Agriculture is a crucial sector, employing a large portion of the population and contributing to food security and rural livelihoods. However, the agricultural sector faces challenges such as low productivity, land fragmentation, and water scarcity, requiring reforms to enhance efficiency and sustainability.

Manufacturing is a key driver of economic growth, with India emerging as a global manufacturing hub. The "Make in India" initiative aims to promote domestic manufacturing and attract foreign investment, fostering industrial development and job creation.

Services play a vital role in the Indian economy, accounting for a significant share of GDP and employment. The information technology (IT) sector, in particular, has experienced rapid growth, making India a global leader in software services and outsourcing.

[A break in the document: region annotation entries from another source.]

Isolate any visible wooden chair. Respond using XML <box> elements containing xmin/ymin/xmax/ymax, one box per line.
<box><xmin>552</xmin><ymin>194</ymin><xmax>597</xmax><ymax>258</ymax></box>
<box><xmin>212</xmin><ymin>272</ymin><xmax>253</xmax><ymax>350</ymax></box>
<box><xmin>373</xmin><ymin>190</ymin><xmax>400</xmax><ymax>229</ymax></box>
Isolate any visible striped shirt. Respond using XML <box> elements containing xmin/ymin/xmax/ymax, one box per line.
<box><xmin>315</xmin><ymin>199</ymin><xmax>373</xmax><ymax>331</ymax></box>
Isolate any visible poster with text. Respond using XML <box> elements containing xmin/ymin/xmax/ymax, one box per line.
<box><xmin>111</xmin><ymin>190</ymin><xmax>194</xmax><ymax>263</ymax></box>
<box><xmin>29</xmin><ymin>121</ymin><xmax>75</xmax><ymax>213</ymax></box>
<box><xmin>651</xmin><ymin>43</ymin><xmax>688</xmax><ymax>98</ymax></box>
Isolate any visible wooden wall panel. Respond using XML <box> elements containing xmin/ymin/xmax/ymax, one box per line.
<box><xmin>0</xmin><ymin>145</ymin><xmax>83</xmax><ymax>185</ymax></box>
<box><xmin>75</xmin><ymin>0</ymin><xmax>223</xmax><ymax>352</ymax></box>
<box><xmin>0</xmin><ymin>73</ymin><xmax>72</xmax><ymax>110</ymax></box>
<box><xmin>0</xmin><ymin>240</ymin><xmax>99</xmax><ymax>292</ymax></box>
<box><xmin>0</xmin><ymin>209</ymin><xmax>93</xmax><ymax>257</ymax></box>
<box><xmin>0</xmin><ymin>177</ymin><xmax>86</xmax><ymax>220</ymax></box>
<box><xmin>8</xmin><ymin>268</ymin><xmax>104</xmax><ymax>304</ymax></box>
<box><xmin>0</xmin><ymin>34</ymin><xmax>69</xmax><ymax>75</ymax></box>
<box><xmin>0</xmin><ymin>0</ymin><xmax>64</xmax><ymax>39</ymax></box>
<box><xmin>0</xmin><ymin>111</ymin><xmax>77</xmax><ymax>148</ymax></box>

Infrastructure development is a priority for the Indian government, with investments in transportation, energy, and urban development. Initiatives such as the National Infrastructure Pipeline (NIP) aim to modernize infrastructure and support economic growth.

Despite significant progress, the Indian economy faces challenges such as income inequality, poverty, and environmental degradation. Policymakers focus on inclusive growth, social welfare programs, and sustainable development to address these challenges and unlock the country's full economic potential.

Overall, the Indian economy presents vast opportunities for investment and growth, driven by a young and dynamic workforce, entrepreneurial spirit, and ongoing reforms.
"""

print(f"Summary: \n{indian_economy_summary}\n---------------")

# Summarize dialogue
res = summarizer(indian_economy_summary)

print(f"flan-t5-base summary:\n{res[0]['summary_text']}")


Summary: 

The Indian economy is one of the fastest-growing economies in the world, characterized by its vast population, diverse culture, and emerging market opportunities. It operates as a mixed economy, blending elements of socialism and capitalism. India's economy is driven by agriculture, manufacturing, and services, with significant contributions from sectors such as information technology, pharmaceuticals, and automotive.

Agriculture is a crucial sector, employing a large portion of the population and contributing to food security and rural livelihoods. However, the agricultural sector faces challenges such as low productivity, land fragmentation, and water scarcity, requiring reforms to enhance efficiency and sustainability.

Manufacturing is a key driver of economic growth, with India emerging as a global manufacturing hub. The "Make in India" initiative aims to promote domestic manufacturing and attract foreign investment, fostering industrial development and job creation.